Species-specific oxygen sensing governs the initiation of vertebrate limb regeneration.
Cross-species comparison of frog tadpole and embryonic mouse limb explants reveals that low oxygen or reduced oxygen sensing enables the initiation of limb regeneration, coordinating biomechanical, chromatin, and metabolic states to promote wound healing and regenerative cell formation.

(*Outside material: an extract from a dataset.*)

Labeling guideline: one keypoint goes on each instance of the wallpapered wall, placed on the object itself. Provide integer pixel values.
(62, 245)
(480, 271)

Unlike mammals, amphibians exhibit reduced oxygen sensing, which is associated with sustained HIF1A activation across a wide range of environmental oxygen levels.
Abstract
Why mammals cannot regenerate limbs like amphibians do presents a long-standing puzzle in biology. To uncover the underlying differences, we compared amputation responses of embryonic mouse (Mus musculus) and Xenopus laevis tadpole limbs. Lowering environmental oxygen or stabilizing the oxygen-sensitive hypoxia-inducible factor 1A (HIF1A) induced rapid wound healing in mouse limbs. This response was accompanied by altered cellular mechanics, metabolism, and a histone landscape that primed regenerative cell states. Conversely, Xenopus tadpole limbs retained these features even under high oxygen levels. Their reduced oxygen-sensing capacity was associated with decreased HIF1A-regulating gene expression. Our results thus identify species-specific oxygen-sensing capacity as a fundamental, targetable mechanism that can unlock latent regenerative programs in mammals.